I remember one such trip in the taxi when we were returning to Dharwad from Belgaum airport (Dharwad had no airport then). It was then a two and half hour drive or more ( no four lane road then between the two cities and I now feel it was good  that the drive was long,so I could learn in these hours.) He once taught me Bhankar in one such trip and Dhawalashri in another trip and so on. Back home I would practice them on and on. Even when we were travelling by long train journeys to Bombay or some place,he would be teaching one raga or another or discuss the maryada of different ragaswaras in different ragas, how they would behave etc ( much to the amusement of co-passengers in first class compartments, who would ask me who he was and when told his identity some would say ” No wonder,” or ” How lucky we are to be travelling with such a great artist” etc). I can’t quantify how much he has given me on such occasions. And in the hotels we have stayed for a day or more when we went for performances also he would teach me. He would always travel with his German reed harmonium,which was very light ( I still have it with me and handle it with great care and reverence because it was his preferred harmonium). Once it happened that I had to leave two days earlier than him from Delhi ( He had some meeting of selection of awardees in Delhi). He asked me to take the harmonium with me and I had a harrowing time at the airport as security people asked me to dismantle it and show them the insides of the harmonium. Luckily,I knew how to do it. Some security man also asked me to play on it ,which I did for a minute! When I narrated this to my Guru,he laughed his famous laughter ( many of his admirers used to enjoy his bottom-of-the-heart laughter.)

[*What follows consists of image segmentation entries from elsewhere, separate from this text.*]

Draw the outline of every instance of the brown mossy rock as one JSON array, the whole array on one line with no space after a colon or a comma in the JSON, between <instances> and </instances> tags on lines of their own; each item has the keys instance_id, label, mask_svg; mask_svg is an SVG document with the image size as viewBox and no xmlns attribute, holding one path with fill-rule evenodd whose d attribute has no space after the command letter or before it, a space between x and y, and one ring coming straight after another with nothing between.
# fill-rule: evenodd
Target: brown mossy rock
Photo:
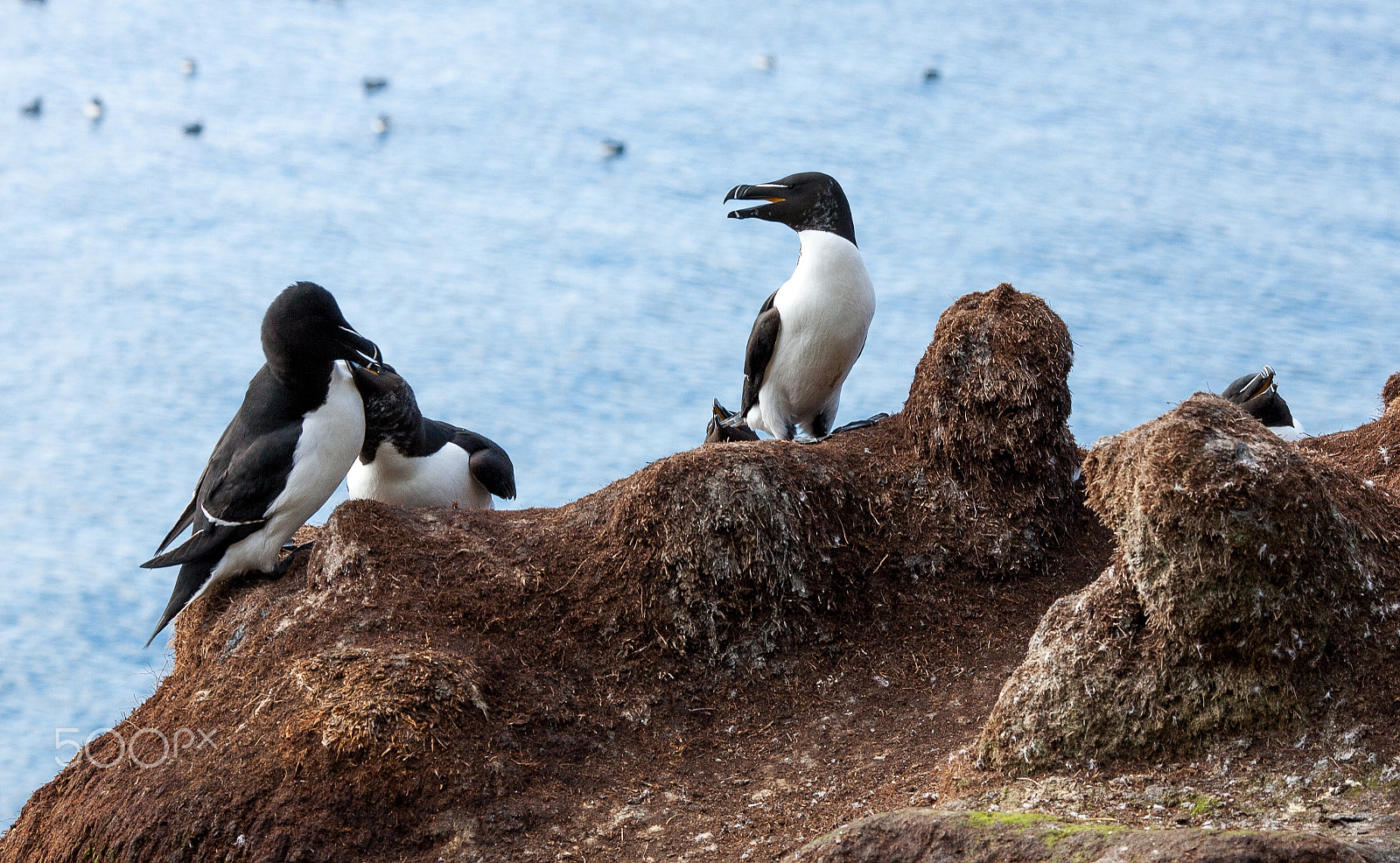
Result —
<instances>
[{"instance_id":1,"label":"brown mossy rock","mask_svg":"<svg viewBox=\"0 0 1400 863\"><path fill-rule=\"evenodd\" d=\"M1385 413L1379 419L1350 432L1309 437L1298 446L1379 488L1400 492L1400 373L1386 380L1380 401Z\"/></svg>"},{"instance_id":2,"label":"brown mossy rock","mask_svg":"<svg viewBox=\"0 0 1400 863\"><path fill-rule=\"evenodd\" d=\"M710 776L710 717L781 651L808 649L774 685L839 681L879 661L840 643L1050 566L1082 525L1070 350L1001 286L945 315L910 409L874 427L697 447L559 509L349 502L307 563L183 611L172 672L35 793L0 860L519 859L521 836L596 828L573 789L619 765ZM144 729L217 734L174 758L147 736L139 768Z\"/></svg>"},{"instance_id":3,"label":"brown mossy rock","mask_svg":"<svg viewBox=\"0 0 1400 863\"><path fill-rule=\"evenodd\" d=\"M899 810L853 821L784 863L1369 863L1396 855L1394 842L1365 846L1298 832L1147 831L1046 815Z\"/></svg>"},{"instance_id":4,"label":"brown mossy rock","mask_svg":"<svg viewBox=\"0 0 1400 863\"><path fill-rule=\"evenodd\" d=\"M1387 685L1357 684L1400 661L1387 492L1204 394L1099 441L1084 471L1119 556L1046 614L983 764L1151 759Z\"/></svg>"}]
</instances>

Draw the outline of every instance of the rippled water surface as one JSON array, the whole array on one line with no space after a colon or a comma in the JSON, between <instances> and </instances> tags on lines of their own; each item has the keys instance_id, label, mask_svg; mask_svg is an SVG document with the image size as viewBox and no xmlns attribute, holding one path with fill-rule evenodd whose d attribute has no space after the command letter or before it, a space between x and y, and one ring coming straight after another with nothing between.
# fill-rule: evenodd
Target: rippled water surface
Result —
<instances>
[{"instance_id":1,"label":"rippled water surface","mask_svg":"<svg viewBox=\"0 0 1400 863\"><path fill-rule=\"evenodd\" d=\"M1400 370L1397 154L1383 0L0 0L0 824L162 672L174 573L136 565L293 280L505 446L518 506L738 401L797 238L721 198L802 170L879 297L839 422L1012 282L1074 335L1081 443L1263 363L1330 432Z\"/></svg>"}]
</instances>

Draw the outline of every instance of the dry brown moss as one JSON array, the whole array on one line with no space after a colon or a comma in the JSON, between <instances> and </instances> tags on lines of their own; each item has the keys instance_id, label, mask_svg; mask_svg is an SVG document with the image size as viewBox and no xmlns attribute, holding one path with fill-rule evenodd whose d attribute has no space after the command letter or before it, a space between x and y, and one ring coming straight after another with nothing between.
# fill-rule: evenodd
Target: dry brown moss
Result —
<instances>
[{"instance_id":1,"label":"dry brown moss","mask_svg":"<svg viewBox=\"0 0 1400 863\"><path fill-rule=\"evenodd\" d=\"M1336 705L1338 667L1397 658L1386 492L1203 394L1100 441L1085 476L1119 559L1046 614L983 730L990 765L1268 730Z\"/></svg>"}]
</instances>

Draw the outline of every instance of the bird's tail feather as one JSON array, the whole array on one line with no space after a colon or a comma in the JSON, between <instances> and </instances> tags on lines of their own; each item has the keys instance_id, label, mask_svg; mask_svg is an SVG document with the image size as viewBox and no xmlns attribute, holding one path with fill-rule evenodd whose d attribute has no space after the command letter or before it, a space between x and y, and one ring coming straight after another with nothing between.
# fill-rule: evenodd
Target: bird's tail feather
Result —
<instances>
[{"instance_id":1,"label":"bird's tail feather","mask_svg":"<svg viewBox=\"0 0 1400 863\"><path fill-rule=\"evenodd\" d=\"M218 558L192 560L179 569L179 576L175 579L175 590L171 591L171 601L165 604L165 612L161 614L161 622L155 625L155 630L151 632L151 637L146 639L144 647L150 647L155 636L161 633L165 626L175 619L189 601L195 598L199 588L209 581L210 573L214 572L214 566L218 563Z\"/></svg>"}]
</instances>

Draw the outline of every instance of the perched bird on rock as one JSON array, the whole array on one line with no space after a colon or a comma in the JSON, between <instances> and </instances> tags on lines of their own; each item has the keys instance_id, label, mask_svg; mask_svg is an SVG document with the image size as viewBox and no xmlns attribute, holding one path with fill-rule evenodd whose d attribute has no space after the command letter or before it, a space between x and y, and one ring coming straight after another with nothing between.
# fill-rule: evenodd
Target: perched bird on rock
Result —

My most rewarding lessons were from the stage when he was performing. He would be mentally prepared what his first raga would be in the hotel and I would be humming it before we went. The later ragas would come from nowhere,unpremeditated! Sometimes they would be totally new for me. Like a magician, he would take a raga out of hat,as it were,unknown to me and to the audience and in the middle when he noticed the bafflement  among the audience, he would say ” Isko hum Laajawanti bolte hai”, (we call it Laajwanti) much everybody’s sigh of relief! I have given him vocal support for nearly thirty years all over the country ( missed a few because of non-availability of any kind of leave from duty. In all my career as English teacher,by the time I retired, I was left with not more than ten days of earned, encashable  leave.No regrets whatsoever for having used them up for his performances.) And in these thirty odd years accompanying him,giving him vocal support,I learned a lot. (As for my vocal support to him, so long as he was satisfied with it, I do not care for what some people have said about it. From a ‘bleating goat’ to a ‘bad clone’, I have been called many things and I am least bothered. Everybody  according to his own taste and understanding). I am incapable of rancour in my heart about what they say!
 They were my best lessons because on the stage it was finished products I was learning from him! On stage he would be improvising a raga in ways that would open my eyes to the Prakriti/nature of the raga, the many and subtle nuances and much more. I would be aghast at the inexhaustible treasures he would be revealing.I would become familiar with the multiple ways of doing badhat/improvisations.
Blessed I am to have been my Guru’s shishya and hope to be learning from him in my next lives!